Thursday, November 7, 2013

Rubio, Paul, and Christie

In this brief video clip and accompanying article, Marco Rubio reflects on the meaning of the historic Christie victory in the New Jersey governor race. In a reaction very similar to that of Senator Rand Paul, Rubio makes it a point to say that you can't extrapolate national electoral meanings from such a local election.

Understandably, this sort of dismissal of Christie's win is being interpreted as a shallow display of a violated ego. However, I interpret the statement of both Rubio and Paul as a sort of indictment of the media's obsession with over-analyzing and over-interpreting electoral results. This sort of over-interpretation can be easily seen in the 2012, 2010, and 2008 election cycles. At the end of all 3 (and presumably far before these three, as well), the media predicted the utter collapse and imminent electoral failure of the overarching losers of the races. For instance, in 2010 after the Republicans took control of the House and Obama's "shellacking" comment, prominent media outlets were quick to herald an upcoming trend of Republican dominance.
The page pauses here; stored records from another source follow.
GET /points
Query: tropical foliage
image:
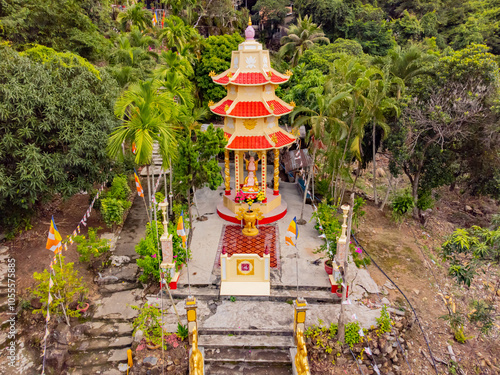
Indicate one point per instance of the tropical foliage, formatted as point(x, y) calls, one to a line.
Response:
point(53, 134)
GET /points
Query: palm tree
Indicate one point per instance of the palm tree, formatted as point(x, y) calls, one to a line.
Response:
point(407, 64)
point(175, 33)
point(146, 113)
point(135, 15)
point(323, 120)
point(301, 37)
point(378, 103)
point(177, 63)
point(176, 85)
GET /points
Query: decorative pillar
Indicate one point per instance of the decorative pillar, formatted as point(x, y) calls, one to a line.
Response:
point(223, 265)
point(190, 306)
point(263, 168)
point(299, 316)
point(342, 245)
point(226, 172)
point(276, 171)
point(167, 265)
point(236, 172)
point(267, 264)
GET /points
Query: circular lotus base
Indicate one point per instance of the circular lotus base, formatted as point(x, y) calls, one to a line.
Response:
point(270, 217)
point(250, 232)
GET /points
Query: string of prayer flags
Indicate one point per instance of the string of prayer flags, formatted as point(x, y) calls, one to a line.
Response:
point(181, 232)
point(138, 185)
point(292, 233)
point(54, 238)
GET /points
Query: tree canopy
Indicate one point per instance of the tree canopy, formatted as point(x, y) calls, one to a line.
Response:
point(56, 113)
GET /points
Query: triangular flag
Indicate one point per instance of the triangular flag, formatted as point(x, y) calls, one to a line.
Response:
point(138, 185)
point(181, 232)
point(54, 239)
point(293, 233)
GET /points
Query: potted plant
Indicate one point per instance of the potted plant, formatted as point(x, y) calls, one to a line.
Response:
point(82, 306)
point(261, 197)
point(339, 290)
point(240, 197)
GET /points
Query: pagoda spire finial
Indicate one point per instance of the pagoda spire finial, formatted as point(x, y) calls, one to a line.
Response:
point(249, 32)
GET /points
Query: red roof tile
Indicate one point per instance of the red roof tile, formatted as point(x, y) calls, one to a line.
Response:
point(279, 108)
point(283, 139)
point(258, 142)
point(250, 79)
point(277, 79)
point(220, 108)
point(249, 109)
point(222, 80)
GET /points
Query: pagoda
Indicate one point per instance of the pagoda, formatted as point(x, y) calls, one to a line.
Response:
point(251, 111)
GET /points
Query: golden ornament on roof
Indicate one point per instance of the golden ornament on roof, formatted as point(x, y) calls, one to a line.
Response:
point(250, 124)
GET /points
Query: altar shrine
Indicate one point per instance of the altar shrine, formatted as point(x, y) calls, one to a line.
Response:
point(251, 111)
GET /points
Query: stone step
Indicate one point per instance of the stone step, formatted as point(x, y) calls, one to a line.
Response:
point(245, 341)
point(277, 295)
point(100, 329)
point(244, 332)
point(248, 356)
point(243, 369)
point(96, 344)
point(97, 359)
point(105, 369)
point(116, 275)
point(113, 288)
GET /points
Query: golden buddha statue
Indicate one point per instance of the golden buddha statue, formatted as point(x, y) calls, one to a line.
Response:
point(251, 183)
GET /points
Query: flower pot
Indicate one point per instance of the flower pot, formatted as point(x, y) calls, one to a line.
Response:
point(83, 309)
point(328, 269)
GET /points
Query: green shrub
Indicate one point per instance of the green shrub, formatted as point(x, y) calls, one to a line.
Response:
point(113, 209)
point(352, 333)
point(67, 288)
point(484, 314)
point(150, 252)
point(119, 189)
point(330, 226)
point(182, 331)
point(91, 245)
point(357, 211)
point(384, 322)
point(149, 322)
point(425, 201)
point(402, 204)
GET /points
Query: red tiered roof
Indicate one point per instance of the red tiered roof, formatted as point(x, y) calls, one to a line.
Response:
point(220, 108)
point(279, 108)
point(250, 79)
point(253, 142)
point(222, 80)
point(249, 109)
point(283, 139)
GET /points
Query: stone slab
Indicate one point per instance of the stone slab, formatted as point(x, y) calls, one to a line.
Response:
point(118, 306)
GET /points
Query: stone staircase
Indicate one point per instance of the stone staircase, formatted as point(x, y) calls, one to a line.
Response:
point(254, 351)
point(156, 163)
point(278, 294)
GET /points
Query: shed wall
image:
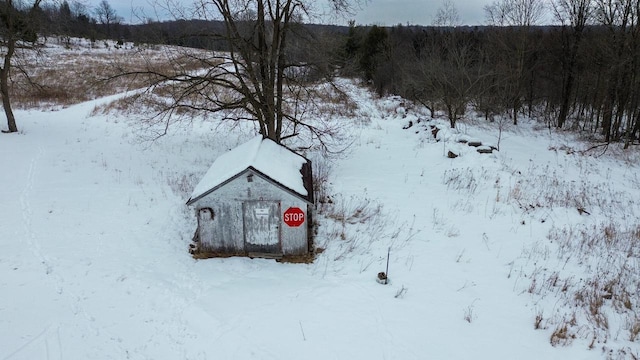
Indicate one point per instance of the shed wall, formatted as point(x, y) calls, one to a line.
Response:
point(225, 233)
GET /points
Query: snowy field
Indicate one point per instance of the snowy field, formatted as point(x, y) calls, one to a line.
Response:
point(486, 254)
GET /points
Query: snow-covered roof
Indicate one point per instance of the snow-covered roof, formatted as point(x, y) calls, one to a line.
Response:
point(275, 161)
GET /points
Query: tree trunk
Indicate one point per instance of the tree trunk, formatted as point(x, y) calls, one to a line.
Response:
point(4, 87)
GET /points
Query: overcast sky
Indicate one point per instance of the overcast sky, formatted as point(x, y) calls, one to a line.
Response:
point(379, 12)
Similarly, after 2008, every story for a year afterward was about how the Republican party was essentially destroyed by the defeat and would likely be shuffled to the sidelines for what appeared to be a generation.

So, in typical fashion, the media outlets who report exclusively on the horse race of politics were quick to not only interpret the Christie victory as something more meaningful than it actually is, but were also just as likely to dismiss criticisms of media reaction to the Christie victory.